2- O professor, geralmente, conhece o ‘desenvolvimento histórico’ da situação e é conhecedor de informação privilegiada por acompanhar directamente toda situação. Hammersley contra argumenta que a informação que um participante tem sobre uma determinada situação está condicionada (ou até distorcida) pelo papel que nela desempenha – não tem, portanto, toda a informação.
3- O professor já conhece e tem ligações com as outras pessoas do contexto, pelo que lhe é fácil pedir informações. Hammersley contra argumenta que as ligações que o professor tem incluem e excluem pessoas – novamente, a informação recolhida não será completa. Para além disso, as relações pessoais podem condicionar/limitar as perguntas que o professor possa fazer.
4- Uma vez que os professores são actores chave nos contextos estudados, eles podem testar as ideias teóricas. Hammersley contra argumenta que há situações em que o testar de uma teoria pode entrar em colisão com as boas práticas.
Hammersley conclui que nem o professor está numa situação privilegiada, nem o investigador – ambos têm vantagens e limitações e ambos podem desenvolver trabalhos válidos.
Falta de democracia:
Segundo Hammmersley, este argumento tem por base a ideia de que os investigadores académicos são mais apoiados nas suas investigações, têm mais hipóteses de divulgação do seu trabalho e, consequentemente, são mais ouvidos.
Hammersley refuta: 1- os professores, nas escolas e nas comunidades, têm muito mais força e são mais ouvidos – a palavra escrita da investigação educacional não tem tanto poder; 2- os resultados da investigação educacional têm pouca influência sobre os decisores políticos, o que fica evidente nas decisões que estes, por vezes tomam.
Exploração dos professores:
Este argumento tem a ver com a ideia de que o investigador investiga para seu próprio interesse. Hammersley, no entanto, diz que o investigador tem sempre de pedir e negociar autorização para poder fazer os seus estudos e, mesmo com autorização, pode correr o risco de que esta lhe seja retirada.
Outro argumento tem sua base na ideia de que o investigador apresenta o conhecimento do professor como sendo seu. Hammersley, no entanto, alerta para o facto de haver sempre um added value, por parte do investigador, que é difícil de medir, mas que fundamental para os resultados da investigação.
Os defensores do professor-investigador não criticam somente a investigação educacional convencional – também criticam a ideia de ensino como transmissão de conhecimento.

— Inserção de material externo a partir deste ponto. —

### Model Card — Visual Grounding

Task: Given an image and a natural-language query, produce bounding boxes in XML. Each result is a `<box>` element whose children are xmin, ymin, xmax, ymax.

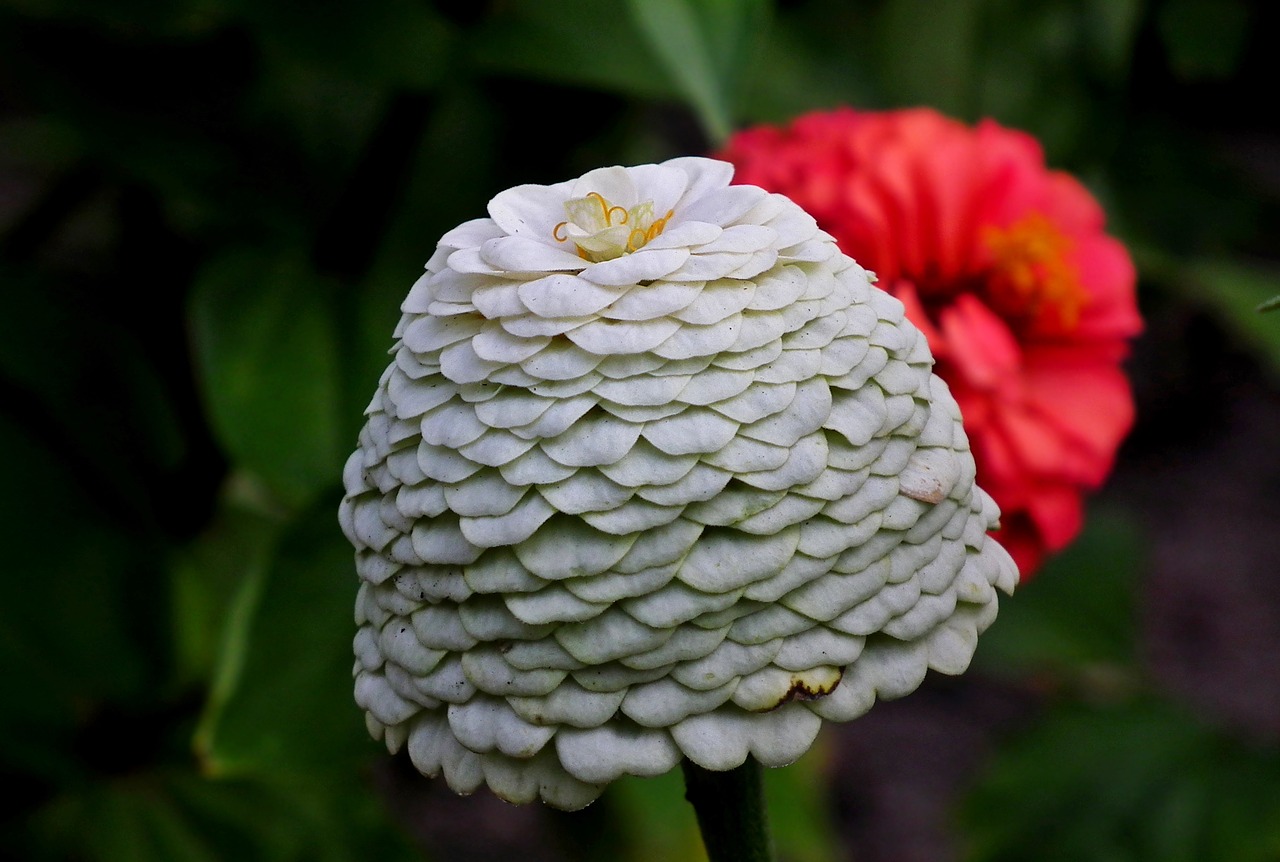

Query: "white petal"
<box><xmin>481</xmin><ymin>232</ymin><xmax>589</xmax><ymax>273</ymax></box>
<box><xmin>600</xmin><ymin>281</ymin><xmax>703</xmax><ymax>320</ymax></box>
<box><xmin>644</xmin><ymin>216</ymin><xmax>723</xmax><ymax>248</ymax></box>
<box><xmin>643</xmin><ymin>409</ymin><xmax>739</xmax><ymax>455</ymax></box>
<box><xmin>516</xmin><ymin>517</ymin><xmax>636</xmax><ymax>578</ymax></box>
<box><xmin>678</xmin><ymin>528</ymin><xmax>800</xmax><ymax>593</ymax></box>
<box><xmin>460</xmin><ymin>494</ymin><xmax>556</xmax><ymax>548</ymax></box>
<box><xmin>486</xmin><ymin>183</ymin><xmax>572</xmax><ymax>236</ymax></box>
<box><xmin>579</xmin><ymin>248</ymin><xmax>689</xmax><ymax>284</ymax></box>
<box><xmin>567</xmin><ymin>318</ymin><xmax>680</xmax><ymax>356</ymax></box>
<box><xmin>556</xmin><ymin>724</ymin><xmax>680</xmax><ymax>784</ymax></box>
<box><xmin>403</xmin><ymin>315</ymin><xmax>483</xmax><ymax>354</ymax></box>
<box><xmin>518</xmin><ymin>274</ymin><xmax>622</xmax><ymax>318</ymax></box>
<box><xmin>680</xmin><ymin>186</ymin><xmax>768</xmax><ymax>225</ymax></box>
<box><xmin>541</xmin><ymin>415</ymin><xmax>640</xmax><ymax>468</ymax></box>
<box><xmin>673</xmin><ymin>278</ymin><xmax>755</xmax><ymax>325</ymax></box>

O ensino tradicional deveria, assim, ser substituído por uma pedagogia mais próxima do processo investigativo, o que exige uma abordagem diferente aos conteúdos curricular e uma postura de constante reflexão e melhoria por parte do professor.

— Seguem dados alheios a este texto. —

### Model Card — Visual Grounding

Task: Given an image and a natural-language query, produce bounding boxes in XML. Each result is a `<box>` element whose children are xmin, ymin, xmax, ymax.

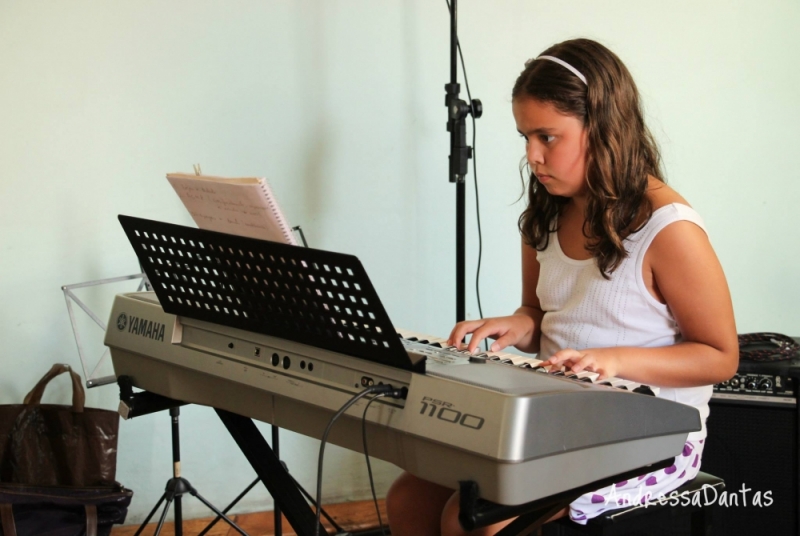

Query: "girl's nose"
<box><xmin>527</xmin><ymin>143</ymin><xmax>544</xmax><ymax>166</ymax></box>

Neste sentido, Stenhouse considera que, tanto o professor como o aluno assumem o papel de investigadores.
Hammesley defende que os defensores do professor-investigador estão a cair num paradoxo: por um lado reduzem o professor e o aluno ao mesmo papel, por outro querem promover o profissionalismo do professor.
Além disso, o autor questiona-se até que ponto o acto de ensinar deve ser visto como um questionamento e reflexão e de que tipo de questionamento estamos a falar – nem todo o questionamento, nem toda a reflexão são investigação, nem tão pouco garantem, por si só, a qualidade dos seus resultados. Pode-se, inclusivamente, correr o risco do intento investigador se sobrepor ao acto de ensinar, o que pode ter consequências negativas.
Algumas das conclusões do autor são:
1- a actividade do professor-investigador pode ser útil, mas não substitui a investigação educacional convencional.
2- existe um paradoxo entre o modelo de ensino defendido (professores e alunos como investigadores) e a promoção e a valorização do profissionalismo do professor.
3- Não se pode confundir o papel do professor-investigador, que é valioso dentro do seu âmbito, com o do investigador profissional , valioso noutro âmbito. A confusão entre ambos seria negativa, tanto para a investigação como para o ensino.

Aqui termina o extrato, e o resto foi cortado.